Ultimately though it all comes down to that ending, and the way it reveals the power and meaning behind all that have come before. Like the game it isn’t especially showy, but because of what it means it lasts, and looking back on my gaming this year, that’s an achievement worth highlighting.

Charlie Etheridge-Nunn’s Game of the Year 2013: Fire Emblem Awakening (Nintendo 3DS)

Fire Emblem Awakening is the game which heralded in a year where the 3DS was my favourite console. Apparently this was going to be the last hurrah of the Fire Emblem series and Intelligent Systems and they appear to have gone all out because of that. My flatmate saw HALF A BATTLE and bought the limited edition Fire Emblem 3DS a week later. It’s a Final Fantasy tactics type game where you make your own character and forge bonds with twenty-nine characters, pair them off in soap operatic fashion and their child from the future comes back to help you, with skills and stats determined by who you picked to end up with whom. For a game with 48 characters not including your own avatar and DLC characters, each one has a lot of depth and when they die (and they WILL die) it changes your story. Fire Emblem Awakening wouldn’t be anywhere near as good if the characters weren’t realised enough and you didn’t actually feel punched in the gut when your wife dies on the battlefield. If your wife dies on the battlefield. Mine did. Permadeath and personal investment are harsh, but really good when executed this well.

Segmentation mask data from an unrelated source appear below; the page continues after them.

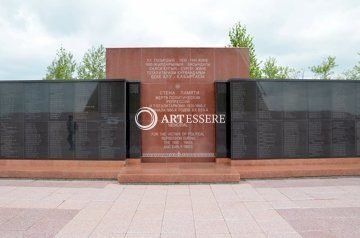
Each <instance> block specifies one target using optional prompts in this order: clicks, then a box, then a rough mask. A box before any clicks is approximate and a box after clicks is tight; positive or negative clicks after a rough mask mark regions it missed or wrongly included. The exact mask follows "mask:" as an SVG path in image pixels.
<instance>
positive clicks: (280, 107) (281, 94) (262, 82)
mask: <svg viewBox="0 0 360 238" xmlns="http://www.w3.org/2000/svg"><path fill="white" fill-rule="evenodd" d="M256 85H257V90H256V97H257V100H256V101H257V118H258V119H270V120H271V119H277V120H280V119H283V112H284V100H283V83H282V82H276V81H275V82H264V81H260V82H256Z"/></svg>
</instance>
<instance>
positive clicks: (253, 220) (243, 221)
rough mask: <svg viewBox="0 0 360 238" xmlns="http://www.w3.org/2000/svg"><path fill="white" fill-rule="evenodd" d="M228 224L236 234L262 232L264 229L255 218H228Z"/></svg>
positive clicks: (233, 232) (230, 231)
mask: <svg viewBox="0 0 360 238" xmlns="http://www.w3.org/2000/svg"><path fill="white" fill-rule="evenodd" d="M226 224H227V226H228V228H229V231H230V233H231V235H233V236H236V235H239V234H246V233H261V232H262V230H261V228H260V227H259V225H258V224H257V222H255V220H254V219H244V220H227V221H226Z"/></svg>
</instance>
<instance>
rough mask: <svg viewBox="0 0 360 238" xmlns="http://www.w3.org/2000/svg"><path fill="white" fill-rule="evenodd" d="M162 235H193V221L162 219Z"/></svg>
mask: <svg viewBox="0 0 360 238" xmlns="http://www.w3.org/2000/svg"><path fill="white" fill-rule="evenodd" d="M161 232H162V233H178V234H180V233H184V232H186V233H191V234H193V233H195V225H194V220H193V219H164V220H163V221H162V226H161Z"/></svg>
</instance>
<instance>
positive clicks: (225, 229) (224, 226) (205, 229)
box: [195, 219, 229, 234]
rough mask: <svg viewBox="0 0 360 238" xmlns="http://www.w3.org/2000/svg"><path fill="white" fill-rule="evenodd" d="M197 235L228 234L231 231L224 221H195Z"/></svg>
mask: <svg viewBox="0 0 360 238" xmlns="http://www.w3.org/2000/svg"><path fill="white" fill-rule="evenodd" d="M195 229H196V233H197V234H198V233H203V234H205V233H207V234H228V233H229V229H228V228H227V225H226V222H225V221H224V220H218V219H216V220H209V219H206V220H196V219H195Z"/></svg>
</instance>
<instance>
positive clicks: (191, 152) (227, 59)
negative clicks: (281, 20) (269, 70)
mask: <svg viewBox="0 0 360 238" xmlns="http://www.w3.org/2000/svg"><path fill="white" fill-rule="evenodd" d="M106 60H107V61H106V78H107V79H110V80H111V79H112V78H126V79H127V80H139V81H140V89H141V99H140V106H141V107H150V108H152V109H153V110H155V111H156V113H157V116H158V118H159V121H158V123H157V125H156V126H155V127H154V128H152V129H151V130H142V131H141V148H142V158H146V159H148V161H156V162H162V161H163V160H162V158H169V160H175V159H177V161H189V160H191V161H200V160H201V161H204V160H206V161H213V160H214V159H215V156H216V155H215V144H216V141H215V124H214V123H161V118H163V117H164V116H167V118H169V115H171V114H177V115H191V116H193V118H196V117H198V116H199V115H201V114H214V113H215V85H214V82H215V80H227V79H229V78H234V77H243V78H247V77H248V74H249V67H248V49H245V48H108V49H106ZM141 117H142V118H141V119H142V122H143V124H148V123H147V120H149V118H146V114H145V113H144V114H142V115H141ZM152 159H153V160H152ZM181 159H183V160H181Z"/></svg>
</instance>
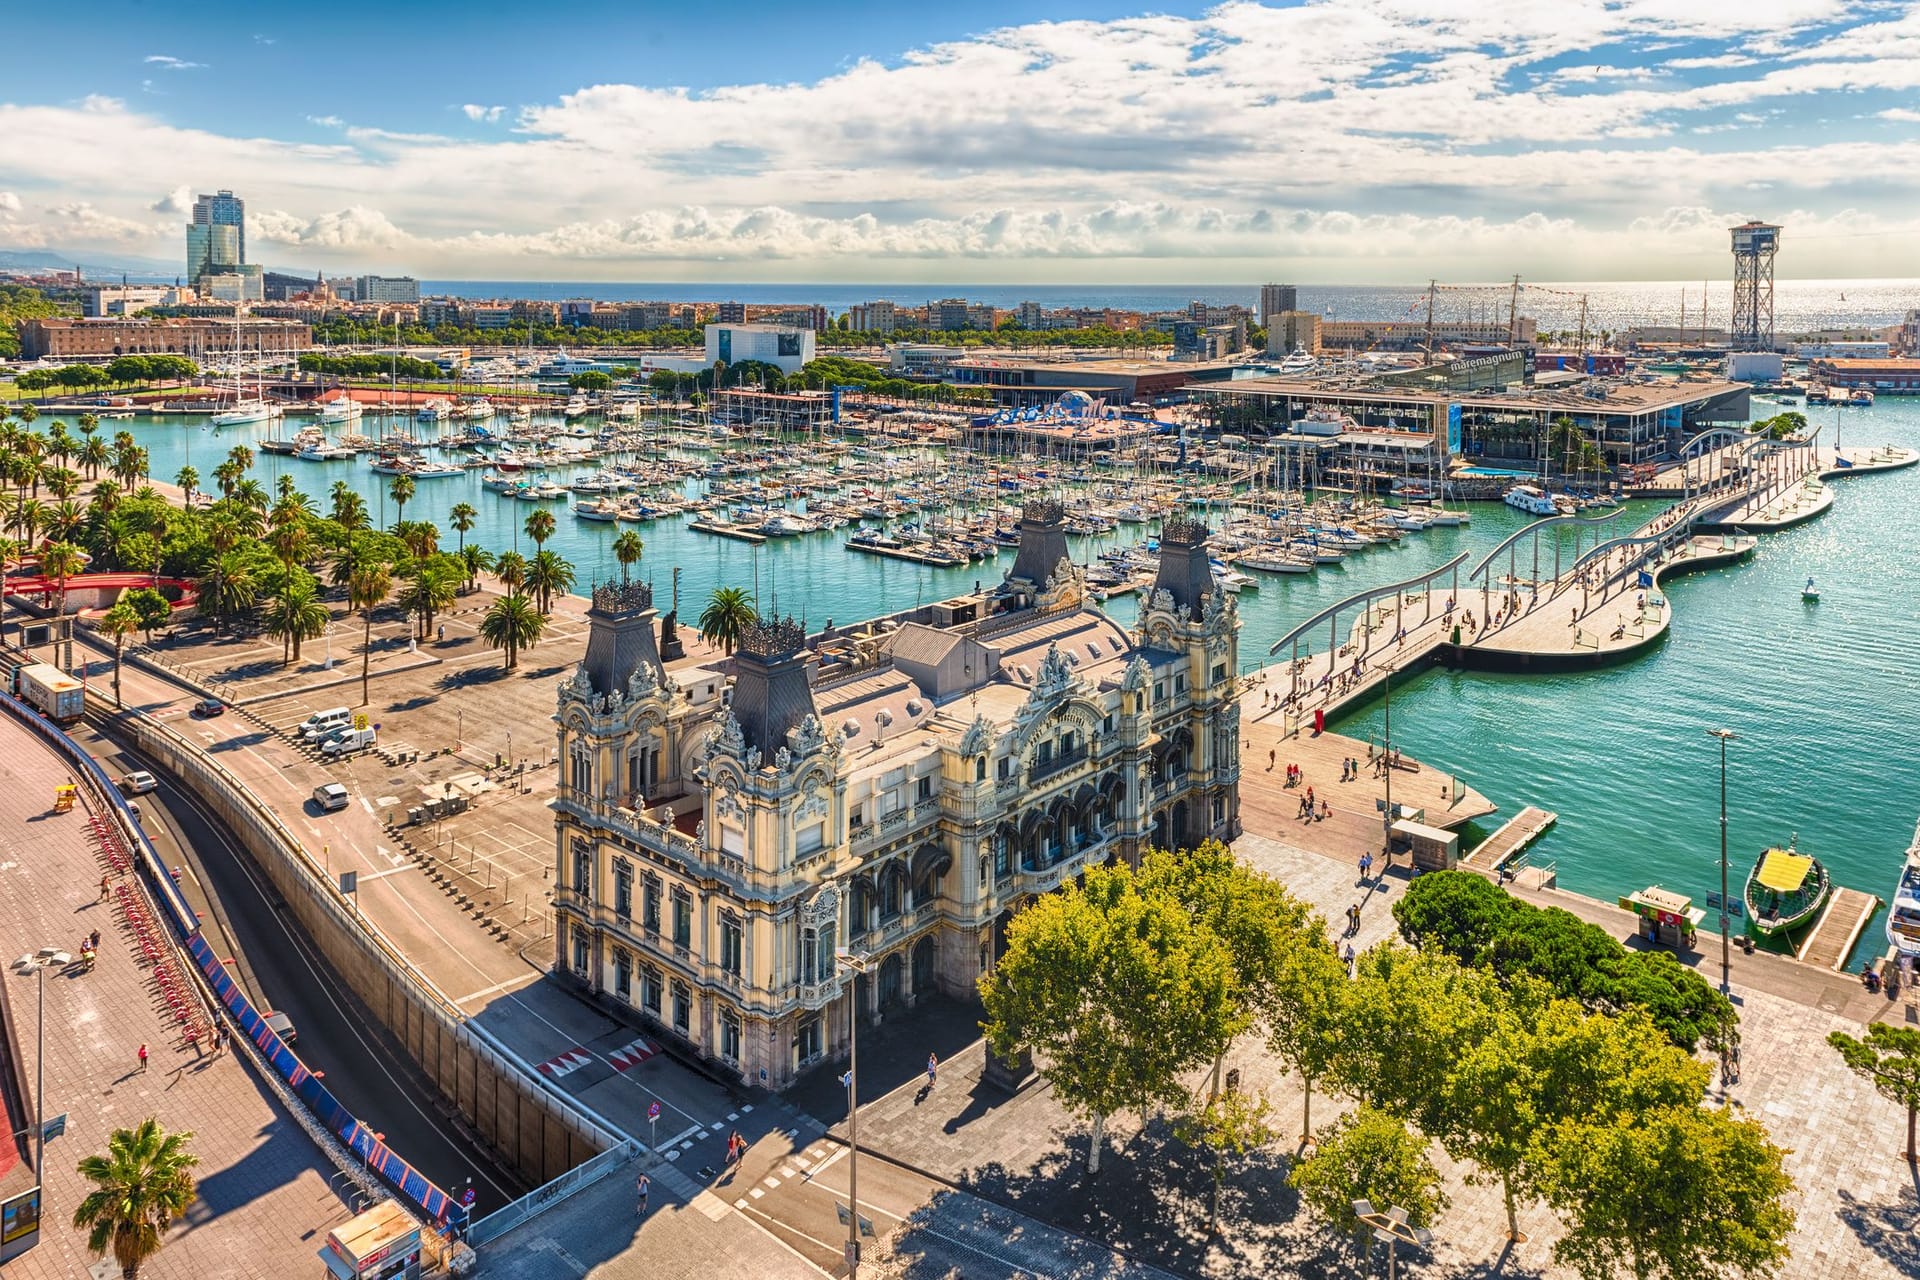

There’s free Spotpass DLC and paid DLC levels with new classes and characters from across the Fire Emblem pantheon. Each of these are utilised near-perfectly, as is StreetPass and the game’s use of 3D effects.

The multiplayer is a bit patchy, but that’s hardly a problem after all the gameplay provided in the humble cartridge. The 3DS has been a magnificent machine for games, and Fire Emblem Awakening is a must buy for it. Build your army, your friends, your family and then do your best not to lose all of them on the battlefield.